Balistreri W F, Suchy F J, Farrell M K, Heubi J E
J Pediatr. 1981 Mar;98(3):399-402. doi: 10.1016/s0022-3476(81)80702-0.
Serum levels of the primary bile acids cholic and chenodeoxycholic acid are transiently elevated in normal neonates and infants; this represents a state of "physiologic cholestasis." In this study we determined, using specific radioimmunoassay, the concentration of a secondary bile acid, sulfated lithocholate, in serum obtained from healthy infants and from those with various hepatobiliary diseases. The serum levels of sulfated lithocholate were low in 69 neonates (less than 5 days of age: mean +/- SEM = 0.45 +/- 0.05 mumoles/L) and in 78 normal infants (less than one year of age: 0.49 +/- 0.02); there was no postprandial rise. These values were similar to those seen in 95 older children (0.56 +/- 0.03) and in maternal (0.49 +/- 0.04) and cord blood (0.44 +/- 0.03) of the neonates. In contrast, in patients with neonatal cholestasis of any nature there was a consistent marked rise in serum concentrations of sulfated lithocholate (mean = 4.46 +/- 0.39, P less than 0.001). In infants monitored during the course of parenteral nutrition, elevated values of sulfated lithocholate often occurred in the presence of normal results of other liver function tests. Serum sulfated lithocholate concentration is an accurate index of neonatal hepatobiliary disease; the sensitivity and specificity of this test remain to be further defined.

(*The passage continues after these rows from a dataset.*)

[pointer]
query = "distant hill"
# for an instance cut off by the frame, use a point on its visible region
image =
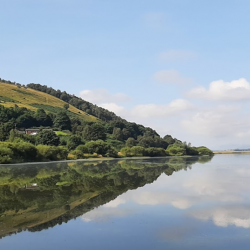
(11, 95)
(82, 129)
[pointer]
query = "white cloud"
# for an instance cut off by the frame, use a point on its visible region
(154, 20)
(115, 203)
(104, 214)
(99, 96)
(223, 217)
(171, 76)
(119, 110)
(156, 198)
(177, 55)
(215, 122)
(161, 111)
(236, 90)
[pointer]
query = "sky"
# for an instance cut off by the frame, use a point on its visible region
(178, 66)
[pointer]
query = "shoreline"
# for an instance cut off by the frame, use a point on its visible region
(101, 159)
(231, 152)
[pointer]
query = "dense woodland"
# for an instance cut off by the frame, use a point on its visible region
(65, 136)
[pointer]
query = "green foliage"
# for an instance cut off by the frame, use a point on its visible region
(73, 142)
(42, 118)
(176, 149)
(204, 151)
(62, 121)
(101, 147)
(6, 154)
(94, 132)
(169, 139)
(131, 142)
(83, 149)
(52, 153)
(48, 137)
(152, 152)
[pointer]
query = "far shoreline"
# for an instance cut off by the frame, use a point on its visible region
(231, 152)
(102, 158)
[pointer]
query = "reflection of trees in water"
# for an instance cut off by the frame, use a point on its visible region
(74, 188)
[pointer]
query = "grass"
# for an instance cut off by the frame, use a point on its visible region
(61, 133)
(33, 99)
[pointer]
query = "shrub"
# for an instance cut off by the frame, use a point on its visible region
(175, 149)
(5, 154)
(52, 153)
(155, 152)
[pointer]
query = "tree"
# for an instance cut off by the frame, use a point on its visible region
(25, 121)
(42, 118)
(73, 142)
(62, 121)
(48, 137)
(94, 132)
(66, 106)
(169, 139)
(131, 142)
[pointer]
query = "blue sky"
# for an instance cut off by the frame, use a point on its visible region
(151, 62)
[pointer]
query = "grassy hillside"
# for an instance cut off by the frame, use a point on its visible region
(11, 95)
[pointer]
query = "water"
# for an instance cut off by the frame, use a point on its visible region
(159, 203)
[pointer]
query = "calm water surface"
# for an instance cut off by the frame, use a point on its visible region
(163, 203)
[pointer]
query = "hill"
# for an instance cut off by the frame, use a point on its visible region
(81, 129)
(11, 95)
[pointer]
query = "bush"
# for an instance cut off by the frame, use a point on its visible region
(175, 149)
(52, 153)
(5, 154)
(155, 152)
(24, 151)
(100, 147)
(204, 151)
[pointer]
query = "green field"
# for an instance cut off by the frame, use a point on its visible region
(11, 95)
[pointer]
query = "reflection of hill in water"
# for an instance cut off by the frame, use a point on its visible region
(36, 197)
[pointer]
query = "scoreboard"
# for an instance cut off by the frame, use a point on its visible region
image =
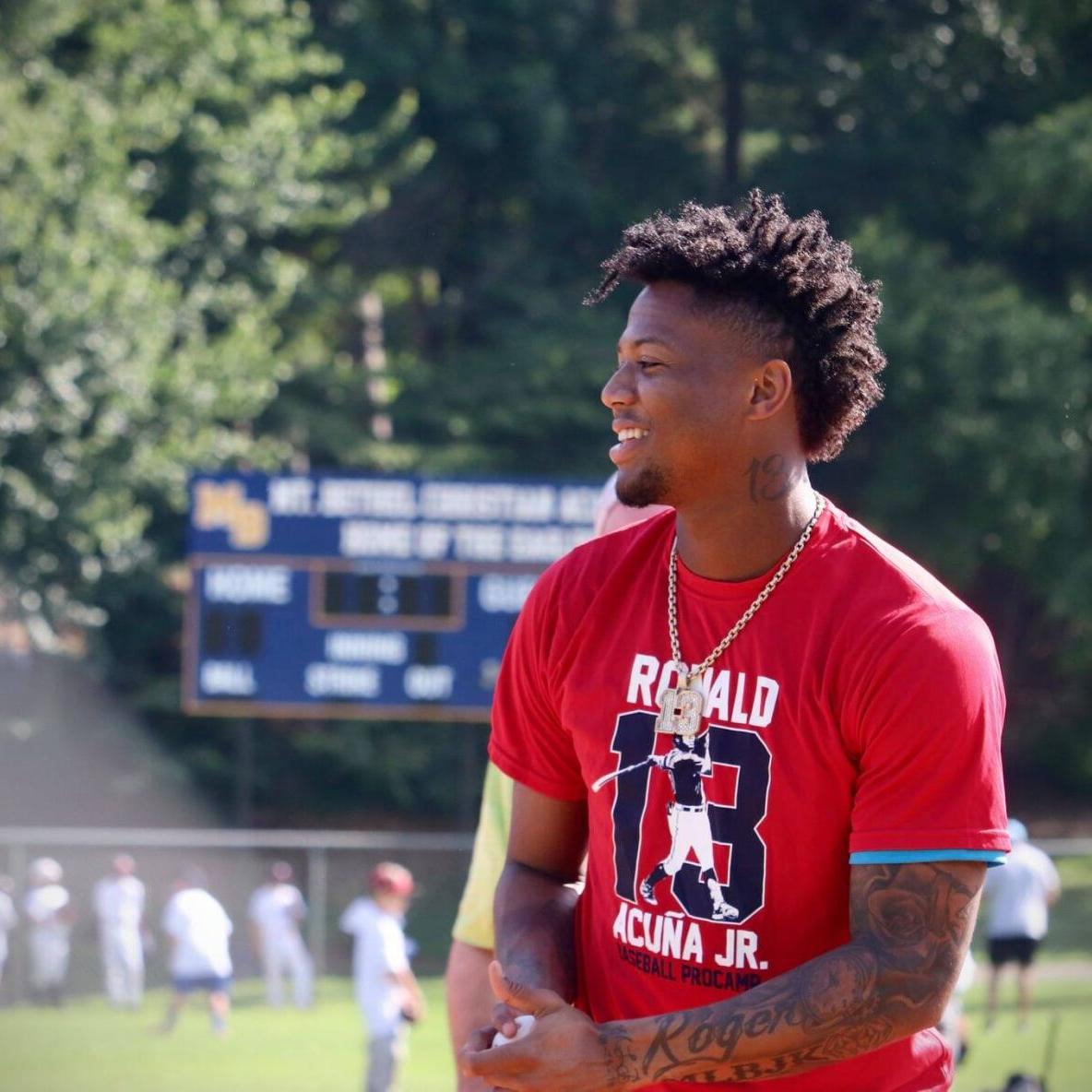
(348, 595)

在正常新生儿和婴儿中,初级胆汁酸胆酸和鹅去氧胆酸的血清水平会短暂升高;这代表一种“生理性胆汁淤积”状态。在本研究中,我们使用特异性放射免疫测定法,测定了从健康婴儿以及患有各种肝胆疾病的婴儿中获取的血清中一种次级胆汁酸——硫酸化石胆酸的浓度。69名新生儿(小于5日龄:均值±标准误 = 0.45±0.05微摩尔/升)和78名正常婴儿(小于1岁:0.49±0.02)的硫酸化石胆酸血清水平较低;餐后无升高。这些值与95名大龄儿童(0.56±0.03)、新生儿母亲(0.49±0.04)和脐带血(0.44±0.03)中的值相似。相比之下,任何性质的新生儿胆汁淤积患者的硫酸化石胆酸血清浓度均持续显著升高(均值 = 4.46±0.39,P<0.001)。在接受肠外营养过程中接受监测的婴儿中,其他肝功能检查结果正常时,硫酸化石胆酸的值常常升高。血清硫酸化石胆酸浓度是新生儿肝胆疾病的准确指标;该检测的敏感性和特异性仍有待进一步明确。